Já eu adoraria sentir idêntica preocupação e atirar foguetes no mesmo arraial, com um enredo mais comezinho: a compra de material militar por cerca de 6 mil milhões de euros, uma ninharia. Ao que consta, vamos adquirir fragatas, drones, satélites e carripanas várias, não sabemos com base em que critérios, nem se houve concursos e que empresas concorreram, nem se há ou não comissões a pagar e a quem, ou sequer se está ou não alguém a fiscalizar o alegre negócio – onde para a anunciada ‘estrutura de missão’? Pacífico, unicamente o facto de a retribuição dos equipamentos – pelo valor mais favorável ao Estado, certamente – não ser feita em numerário, desplante a que se deu a mulher de Luís Neves ao passar aquela fortuna indecorosa para as mãos do empreiteiro de Barcelos. Perante a basbacaria silenciosa, o secretismo em torno de um investimento público astronómico preocupa-me – não o montículo de Odemira. Mas isso sou eu.

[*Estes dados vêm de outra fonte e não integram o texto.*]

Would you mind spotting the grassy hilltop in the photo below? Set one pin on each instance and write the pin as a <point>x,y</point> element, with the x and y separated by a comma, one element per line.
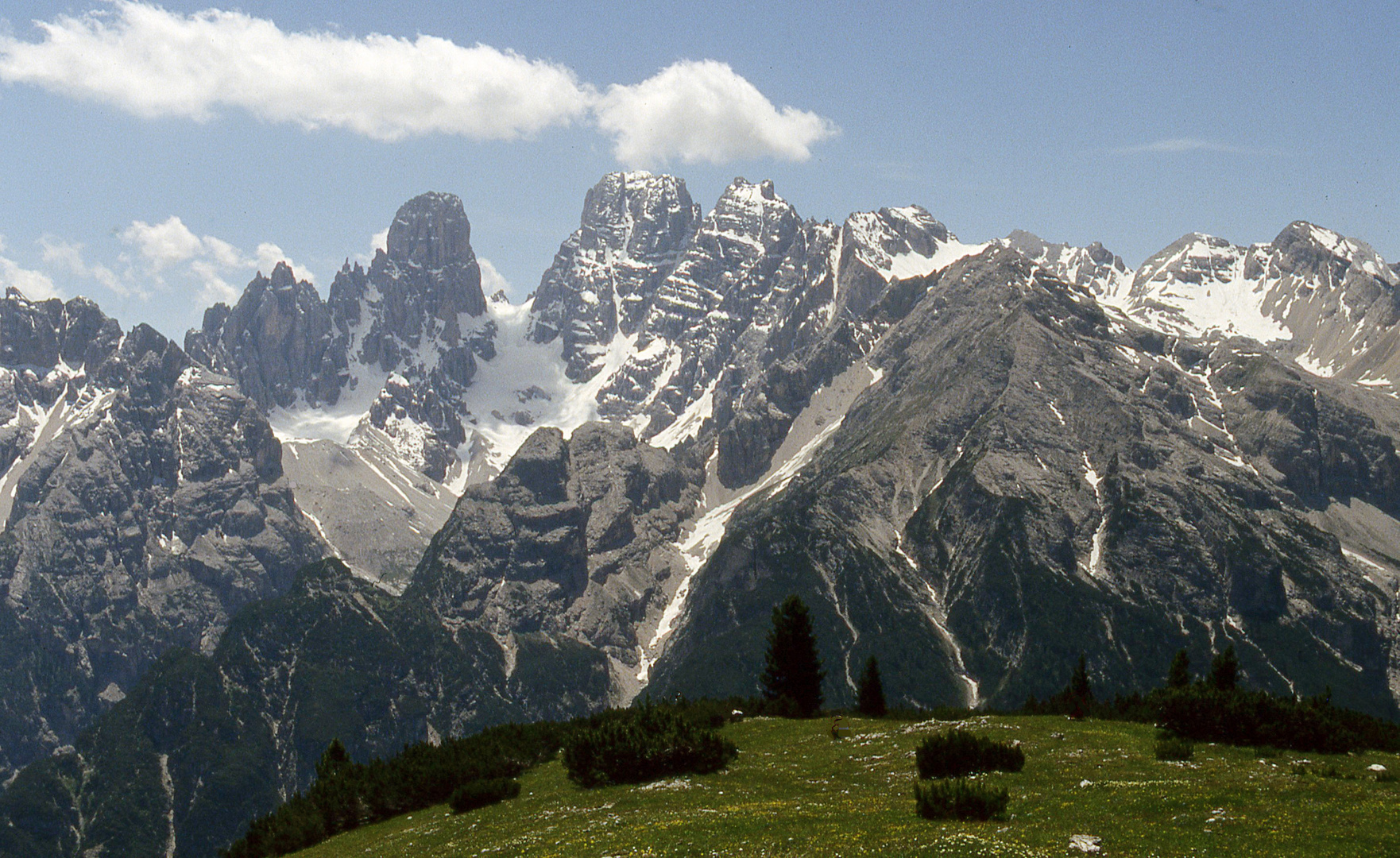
<point>797,793</point>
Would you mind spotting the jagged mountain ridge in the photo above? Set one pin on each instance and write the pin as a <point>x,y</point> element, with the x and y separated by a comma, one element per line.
<point>913,446</point>
<point>143,504</point>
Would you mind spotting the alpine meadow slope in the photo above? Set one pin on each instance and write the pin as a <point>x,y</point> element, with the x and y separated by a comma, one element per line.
<point>970,461</point>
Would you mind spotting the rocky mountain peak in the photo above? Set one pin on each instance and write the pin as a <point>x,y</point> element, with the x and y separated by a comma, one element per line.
<point>431,231</point>
<point>606,273</point>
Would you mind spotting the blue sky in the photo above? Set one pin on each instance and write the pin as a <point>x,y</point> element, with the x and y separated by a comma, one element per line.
<point>276,129</point>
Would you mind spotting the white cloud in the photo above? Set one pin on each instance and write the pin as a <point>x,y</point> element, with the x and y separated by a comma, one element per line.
<point>163,244</point>
<point>705,111</point>
<point>1185,145</point>
<point>172,248</point>
<point>492,280</point>
<point>152,62</point>
<point>68,257</point>
<point>35,286</point>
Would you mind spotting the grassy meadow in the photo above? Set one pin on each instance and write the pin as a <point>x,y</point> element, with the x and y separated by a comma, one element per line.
<point>797,793</point>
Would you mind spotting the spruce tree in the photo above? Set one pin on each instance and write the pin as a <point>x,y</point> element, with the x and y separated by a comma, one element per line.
<point>1225,670</point>
<point>871,693</point>
<point>793,668</point>
<point>1179,675</point>
<point>1080,682</point>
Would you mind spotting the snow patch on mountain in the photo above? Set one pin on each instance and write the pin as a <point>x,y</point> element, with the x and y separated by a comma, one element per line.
<point>810,430</point>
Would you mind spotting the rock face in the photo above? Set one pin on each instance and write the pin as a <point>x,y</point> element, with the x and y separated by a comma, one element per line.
<point>1031,481</point>
<point>975,462</point>
<point>606,273</point>
<point>367,387</point>
<point>398,341</point>
<point>1319,299</point>
<point>143,505</point>
<point>206,742</point>
<point>576,539</point>
<point>524,608</point>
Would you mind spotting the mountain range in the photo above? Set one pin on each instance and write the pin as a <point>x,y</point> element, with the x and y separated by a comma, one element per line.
<point>411,510</point>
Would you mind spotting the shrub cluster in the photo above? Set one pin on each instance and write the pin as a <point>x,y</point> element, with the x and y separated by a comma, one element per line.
<point>1236,717</point>
<point>346,794</point>
<point>1175,748</point>
<point>478,794</point>
<point>959,799</point>
<point>958,753</point>
<point>643,744</point>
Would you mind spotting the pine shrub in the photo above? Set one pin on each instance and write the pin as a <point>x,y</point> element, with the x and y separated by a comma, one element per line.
<point>959,799</point>
<point>871,693</point>
<point>1175,748</point>
<point>1207,713</point>
<point>488,791</point>
<point>643,744</point>
<point>958,753</point>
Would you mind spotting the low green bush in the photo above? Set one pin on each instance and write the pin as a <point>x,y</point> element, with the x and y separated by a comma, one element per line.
<point>478,794</point>
<point>1175,748</point>
<point>643,744</point>
<point>1238,717</point>
<point>959,799</point>
<point>958,753</point>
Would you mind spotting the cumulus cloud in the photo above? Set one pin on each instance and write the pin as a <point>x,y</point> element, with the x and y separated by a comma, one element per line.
<point>492,280</point>
<point>35,286</point>
<point>153,62</point>
<point>68,257</point>
<point>172,248</point>
<point>705,111</point>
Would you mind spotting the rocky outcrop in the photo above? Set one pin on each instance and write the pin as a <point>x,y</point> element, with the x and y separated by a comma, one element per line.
<point>409,328</point>
<point>276,342</point>
<point>143,504</point>
<point>1031,481</point>
<point>606,275</point>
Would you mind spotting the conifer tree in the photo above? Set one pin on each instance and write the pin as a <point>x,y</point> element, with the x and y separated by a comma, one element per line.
<point>870,698</point>
<point>1179,675</point>
<point>1225,670</point>
<point>1080,689</point>
<point>793,670</point>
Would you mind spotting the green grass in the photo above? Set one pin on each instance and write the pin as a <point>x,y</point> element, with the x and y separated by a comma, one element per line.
<point>795,793</point>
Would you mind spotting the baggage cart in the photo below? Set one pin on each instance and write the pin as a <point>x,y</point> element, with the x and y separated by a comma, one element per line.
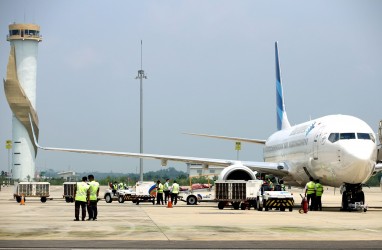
<point>31,189</point>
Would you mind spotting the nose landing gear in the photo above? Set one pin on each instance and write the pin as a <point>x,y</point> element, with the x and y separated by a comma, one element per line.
<point>353,198</point>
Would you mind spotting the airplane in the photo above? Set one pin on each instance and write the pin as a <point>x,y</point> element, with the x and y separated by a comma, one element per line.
<point>339,150</point>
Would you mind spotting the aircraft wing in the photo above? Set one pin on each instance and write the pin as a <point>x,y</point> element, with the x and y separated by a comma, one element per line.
<point>278,169</point>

Vou dar outro exemplo e igualmente insignificante: o contrato de 3,06 milhões de euros que o Ministério da Educação fez com a Deloitte para a ‘digitalização, gestão de projetos e classificação eletrónica de exames nacionais’ e que redundou no lindo imbróglio que se sabe. Não que ponha em dúvida – aliás, como no caso anterior – a seriedade de quem quer que seja, mas gostaria de sentir alguma inquietação com uma contratação de valor tão elevado e ver perguntado: foi para fazer concretamente o quê, se outras agências foram consultadas, se foi caro ou barato, e por aí fora. Enfim, ver levantadas dúvidas que suscitassem o amplo esclarecimento que não vi prestado. Perante a basbacaria silenciosa, esta despesa absurda, ou quem sabe não, preocupa-me – não o montículo de Odemira. Mas isso sou eu.

Eu que poderia continuar a dar exemplos de opacidade – e lá iria cair no financiamento dos partidos, nova inconveniência – fico-me então por uma derradeira preocupação e por um cumprimento. A primeira é pela séria hipótese de – por causa de um atrelado que a Polícia Judiciária não tinha onde guardar sem pagar e pagar bem – se vá devassar numa comissão parlamentar, em que não faltarão arrivistas, o funcionamento de uma das poucas instituições que funcionam bem em Portugal e na qual os portugueses confiam.

Termino com o cumprimento, endereçando-o a uma pessoa que nunca vi e que me desconhece a existência, o que, tendo sido polícia, é um excelente sinal. E saúdo-o por uma vida dedicada ao serviço público, que agradeço. Como estou grato pelo trabalho excecional feito na PJ e agora pelo seu empenho e afirmação no terreno, neste difícil meio ano como MAI. E agradeço-lhe ainda a paciência – e espero que a renove porque vai precisar – com que responde a perguntas pertinentes, umas inteligentes, algumas estúpidas, muitas repetidas mil vezes. Ou a coragem com que enfrenta velhos bandidos de sempre, ora travestidos de homens perfeitos, perdedores que exigem a sua demissão com uma raiva semelhante à que põem na desgraça do país. Não deixe que desta vez lhe ganhem, Luís.